/arvada

Grammar synthesis algorithm using a black box oracle

Primary LanguagePythonMIT LicenseMIT

Arvada is a tool to infer grammars from an example set and a correctness oracle, that can be used for both generation and parsing tasks. It uses a sequence of bubble and merge operations to generalize the example set as much as possible:

arvada_animation

You can read more in our ASE'21 paper.

To reference Arvada in your research, we request you to cite our ASE'21 paper:

Neil Kulkarni*, Caroline Lemieux*, and Koushik Sen. 2021. Learning Highly Recursive Grammars. In Proceedings of the 36th ACM/IEEE International Conference on Automated Software Engineering (ASE'21).

Artifact for Replication

We provide a docker container that contains replication instructions for the experiments from the technical research paper describing Arvada, Learning Highly Recursive Input Grammars, ASE'21. The container is available from DockerHub, or you can pull it via command-line:

$ docker pull carolemieux/arvada-artifact:latest

The README in the docker container describes the structure of the benchmarks, how to use the run scripts, and the expected time to replicate the experiments.

Building

Requires python3 to run. Install the following two packages via pip to make sure everything runs:

$ pip3 install lark-parser
$ pip3 install tqdm

Running Arvada

Suppose you have a directory containing a set of examples, TRAIN_DIR, and an oracle for a valid example, ORACLE_CMD. The restrictions on ORACLE_CMD are as follows:

  • ORACLE_CMD filename should run the oracle on the file with name filename
  • ORACLE_CMD filename should return 0 if the example in filename is valid, and an exit code greater than 0 if it is invalid.

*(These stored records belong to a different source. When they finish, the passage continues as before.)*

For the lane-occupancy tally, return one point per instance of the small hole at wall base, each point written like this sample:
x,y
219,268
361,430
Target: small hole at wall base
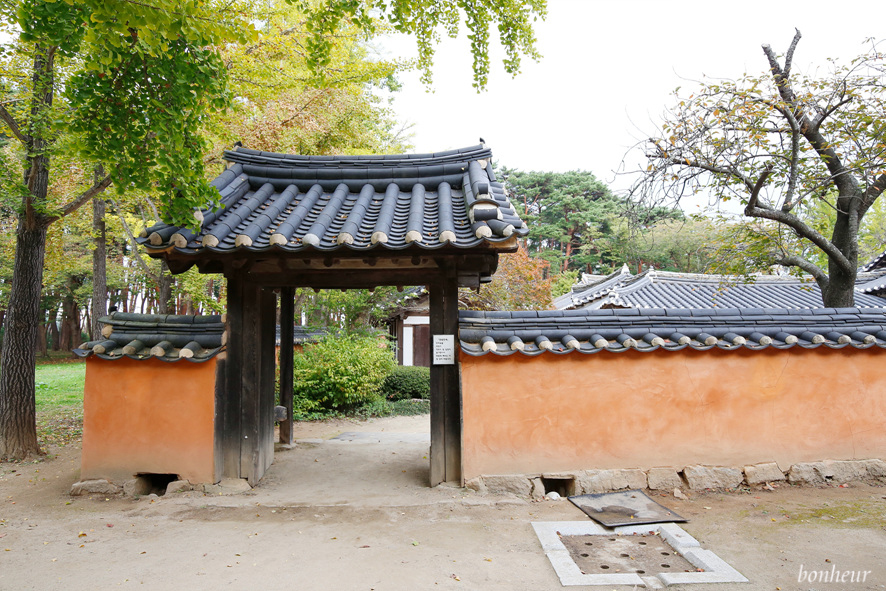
x,y
565,487
154,483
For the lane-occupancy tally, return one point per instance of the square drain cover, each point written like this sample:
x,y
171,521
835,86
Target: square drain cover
x,y
644,554
630,507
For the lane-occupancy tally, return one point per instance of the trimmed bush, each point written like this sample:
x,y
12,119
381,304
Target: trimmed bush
x,y
341,373
407,382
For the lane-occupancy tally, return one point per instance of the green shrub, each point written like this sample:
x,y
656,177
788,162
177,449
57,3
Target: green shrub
x,y
384,408
407,382
341,373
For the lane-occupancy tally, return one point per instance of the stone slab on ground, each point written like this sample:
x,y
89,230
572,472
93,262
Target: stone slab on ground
x,y
600,481
763,473
708,477
715,569
228,486
664,479
508,484
177,486
834,471
98,486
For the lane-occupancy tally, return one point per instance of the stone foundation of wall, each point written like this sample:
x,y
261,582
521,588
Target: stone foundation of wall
x,y
694,478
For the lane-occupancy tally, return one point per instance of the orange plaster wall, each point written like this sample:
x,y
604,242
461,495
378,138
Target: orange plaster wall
x,y
148,417
642,410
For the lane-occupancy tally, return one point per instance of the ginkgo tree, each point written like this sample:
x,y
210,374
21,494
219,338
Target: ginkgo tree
x,y
783,143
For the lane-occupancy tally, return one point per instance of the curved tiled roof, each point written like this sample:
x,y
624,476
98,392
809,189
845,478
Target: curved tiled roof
x,y
618,330
163,336
663,289
296,203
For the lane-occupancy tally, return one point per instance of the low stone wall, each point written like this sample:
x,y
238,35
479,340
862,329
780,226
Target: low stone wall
x,y
694,478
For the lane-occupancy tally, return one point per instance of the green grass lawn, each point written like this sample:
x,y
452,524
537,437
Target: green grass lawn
x,y
59,389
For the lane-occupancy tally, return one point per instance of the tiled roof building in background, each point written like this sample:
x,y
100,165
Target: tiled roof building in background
x,y
619,330
665,289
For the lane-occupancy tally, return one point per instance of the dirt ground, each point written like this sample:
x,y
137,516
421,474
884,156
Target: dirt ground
x,y
358,515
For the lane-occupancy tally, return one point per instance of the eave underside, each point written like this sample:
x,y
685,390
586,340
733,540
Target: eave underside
x,y
345,270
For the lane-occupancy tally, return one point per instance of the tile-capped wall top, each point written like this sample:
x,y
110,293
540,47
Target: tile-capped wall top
x,y
292,202
663,289
168,337
617,330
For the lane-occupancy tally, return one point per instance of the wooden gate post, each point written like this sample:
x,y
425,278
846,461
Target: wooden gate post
x,y
445,385
287,319
248,402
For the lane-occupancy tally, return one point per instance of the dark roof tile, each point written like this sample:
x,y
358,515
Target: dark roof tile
x,y
729,329
296,202
164,336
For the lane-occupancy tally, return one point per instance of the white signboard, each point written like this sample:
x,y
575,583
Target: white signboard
x,y
444,349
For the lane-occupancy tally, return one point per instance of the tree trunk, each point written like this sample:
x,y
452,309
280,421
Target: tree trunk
x,y
18,422
99,265
164,297
840,289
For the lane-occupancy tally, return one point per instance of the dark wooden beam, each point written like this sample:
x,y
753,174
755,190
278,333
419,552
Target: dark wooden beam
x,y
438,389
446,418
228,407
264,454
453,420
287,319
250,375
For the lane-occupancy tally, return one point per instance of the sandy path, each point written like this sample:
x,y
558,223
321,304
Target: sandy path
x,y
335,515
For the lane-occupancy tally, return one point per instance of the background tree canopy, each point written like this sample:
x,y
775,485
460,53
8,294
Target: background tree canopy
x,y
804,153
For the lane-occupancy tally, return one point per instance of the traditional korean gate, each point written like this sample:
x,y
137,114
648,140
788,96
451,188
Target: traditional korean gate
x,y
288,221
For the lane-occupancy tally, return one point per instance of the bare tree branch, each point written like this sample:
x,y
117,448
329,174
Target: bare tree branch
x,y
792,260
81,199
803,230
789,56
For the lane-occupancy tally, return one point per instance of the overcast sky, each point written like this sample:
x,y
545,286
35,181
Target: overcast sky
x,y
607,71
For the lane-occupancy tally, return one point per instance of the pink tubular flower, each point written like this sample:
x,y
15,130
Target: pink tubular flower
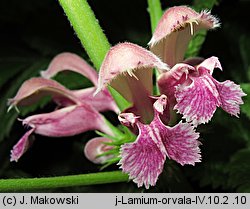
x,y
128,68
144,159
193,92
79,110
175,29
96,147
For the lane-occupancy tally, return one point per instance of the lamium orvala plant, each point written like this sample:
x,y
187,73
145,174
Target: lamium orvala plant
x,y
153,127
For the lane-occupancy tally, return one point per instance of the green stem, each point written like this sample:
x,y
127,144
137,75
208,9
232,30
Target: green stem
x,y
155,12
28,184
87,29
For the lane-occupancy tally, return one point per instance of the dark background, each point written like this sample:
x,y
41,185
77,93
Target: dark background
x,y
33,32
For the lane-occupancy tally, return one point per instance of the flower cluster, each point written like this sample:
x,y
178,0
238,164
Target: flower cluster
x,y
77,111
186,86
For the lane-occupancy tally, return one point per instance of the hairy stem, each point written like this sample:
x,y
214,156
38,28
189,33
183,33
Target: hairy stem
x,y
155,13
32,184
87,29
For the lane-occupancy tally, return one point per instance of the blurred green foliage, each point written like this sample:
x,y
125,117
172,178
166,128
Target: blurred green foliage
x,y
32,32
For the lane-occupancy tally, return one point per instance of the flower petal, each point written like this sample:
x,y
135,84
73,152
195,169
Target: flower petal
x,y
168,81
28,92
209,64
22,145
101,102
125,58
128,69
96,147
182,144
144,159
180,141
198,101
68,121
72,62
175,29
230,96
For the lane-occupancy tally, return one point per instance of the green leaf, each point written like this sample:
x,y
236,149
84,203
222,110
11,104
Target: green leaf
x,y
245,108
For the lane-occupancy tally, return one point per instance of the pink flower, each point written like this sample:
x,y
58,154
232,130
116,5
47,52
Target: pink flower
x,y
78,110
194,93
175,29
144,159
128,68
97,146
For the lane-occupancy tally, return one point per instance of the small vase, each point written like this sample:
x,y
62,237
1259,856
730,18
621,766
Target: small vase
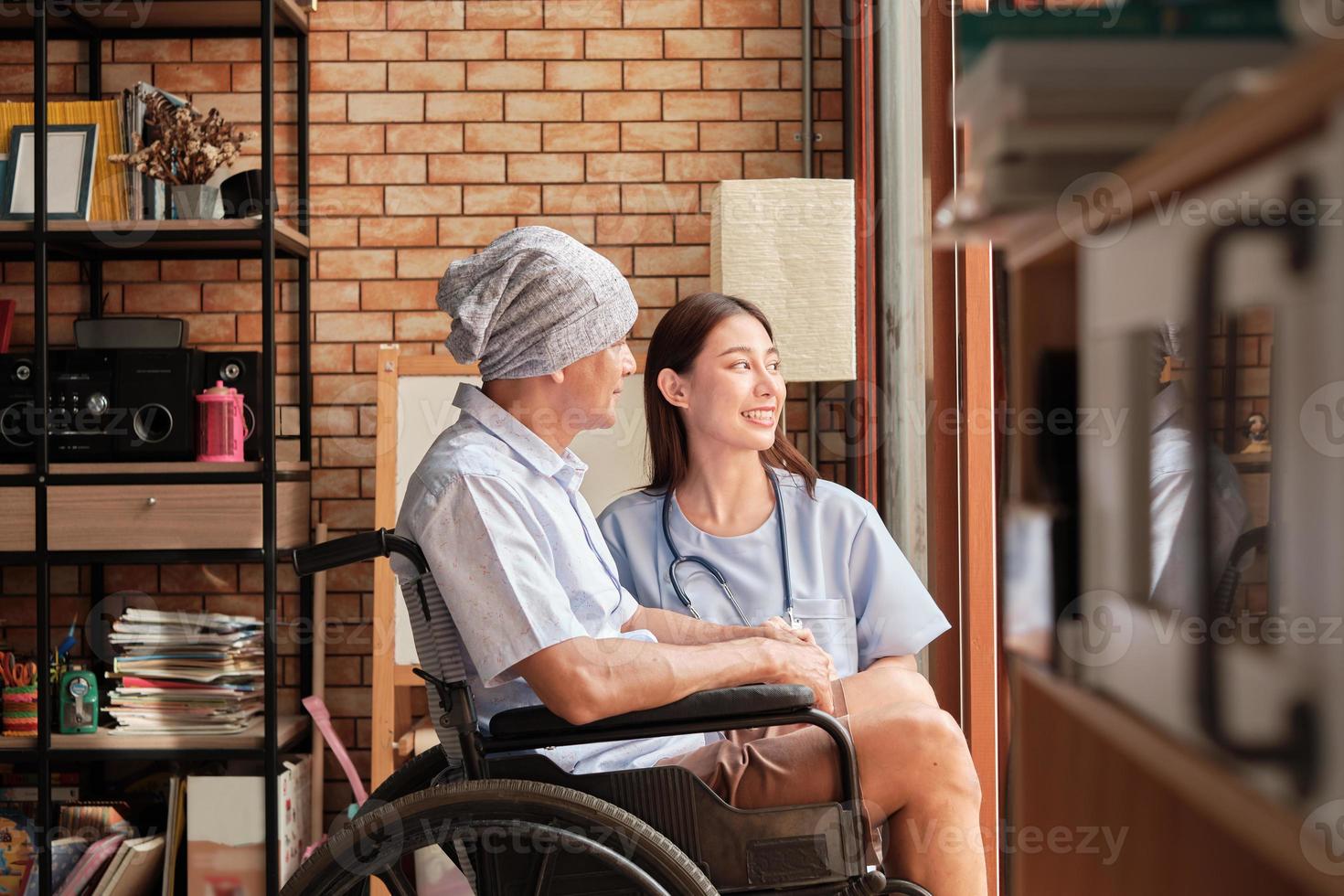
x,y
197,202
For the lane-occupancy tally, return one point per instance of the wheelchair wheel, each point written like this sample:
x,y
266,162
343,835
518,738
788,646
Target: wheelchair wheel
x,y
420,773
551,836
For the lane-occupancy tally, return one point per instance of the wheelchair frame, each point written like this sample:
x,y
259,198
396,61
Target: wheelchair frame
x,y
801,849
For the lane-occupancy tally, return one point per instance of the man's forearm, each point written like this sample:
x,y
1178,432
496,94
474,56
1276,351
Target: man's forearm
x,y
675,627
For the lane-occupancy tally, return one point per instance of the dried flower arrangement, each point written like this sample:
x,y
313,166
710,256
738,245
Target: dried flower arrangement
x,y
188,146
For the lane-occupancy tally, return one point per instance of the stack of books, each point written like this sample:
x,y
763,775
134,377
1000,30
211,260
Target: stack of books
x,y
194,673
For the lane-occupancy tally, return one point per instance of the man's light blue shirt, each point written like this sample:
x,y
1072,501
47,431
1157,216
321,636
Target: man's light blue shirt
x,y
520,561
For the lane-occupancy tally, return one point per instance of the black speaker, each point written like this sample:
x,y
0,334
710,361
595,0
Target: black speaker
x,y
240,371
17,432
155,394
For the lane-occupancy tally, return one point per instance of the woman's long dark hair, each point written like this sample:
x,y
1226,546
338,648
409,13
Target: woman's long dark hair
x,y
675,346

You can then run Arvada via:

$ python3 search.py external ORACLE_CMD TRAIN_DIR LOG_FILE

this will store the learned grammar as a pickled dictionary in LOG_FILE.gramdict, and some information about training in LOG_FILE.

If you also have a held-out test set in TEST_DIR, you can evaluate the precision and recall of the mined grammar with the utility eval.py. This utility also handily prints out the unpickled grammar. The provided LOG_FILE must match one generated by search.py, as this utility looks for LOG_FILE.gramdict.

$ python3 eval.py external [-n PRECISION_SET_SIZE] ORACLE_CMD TEST_DIR LOG_FILE

The optional PRECISION_SET_SIZE argument specifies how many inputs to sample from the mined grammar to evaluate precision. It is 1000 by default.

Of course, if you do not have a held-out test set, you can still evaluate the precision of the mined grammar by using your training directory as test:

$ python3 eval.py external [-n PRECISION_SET_SIZE] ORACLE_CMD TRAIN_DIR LOG_FILE

The Recall should be 1.0 in this case.

Minimal working example

The directory bc-example contains a minimal example of learning a calculator language from a set of example and the correctness oracle as the bc program running without syntax errors.

First ensure that bc is installed; it should come standard on most linux distributions. If everything works fine, the following command should run without error:

$ ./bc-example/bc-wrapper.sh bc-example/train_set/guide-0.ex

You can learn a grammar from the oracle ./bc-example/bc-wrapper and the provided examples in bc-example/train_set as follows:

$ python3 search.py external ./bc-example/bc-wrapper.sh bc-example/train_set bc-example.log

(this took around 20 seconds on our machine)

The grammar is stored as a pickled object in bc-example.log.gramdict. The eval.py utility will print out the grammar in bc-example.log.eval after running:

$ python3 eval.py external -n 100 ./bc-example/bc-wrapper.sh bc-example/test_set bc-example.log 

Over 5 runs, we witnessed 4 runs with 1.0 Recall and 1.0 Precision, and 1 run with 0.95 Recall and 1.0 Precision.

Pretokenization

By default, Arvada pretokenizes its inputs --- grouping together sequences of (a) lowercase characters, (b) uppercase characters, (c) digits, and (d) whitespaces. It runs the algorithm with these sequences as leaves, and at the end of the algorithm tries some basic regex expansions on these sequences (i.e., trying to expand a sequence of numbers with "all integers" or "all sequences of digits). For many realistic input formats, this results in better runtime and more consistent performance. However, if your input format is non human-readable, the distinction between these character classes may not be relevant to the input format. See text-paren-example for a simple pathological example.

Arvada provides the --no-pretokenize flag to disable this pretokenization and expansion stage, and treat each character as a leaf node. Conversely, the --group_punctuation flag also groups ascii punctuation characters during pretokenization, and the --group_upper_lower flag groups together letters regardless of their case.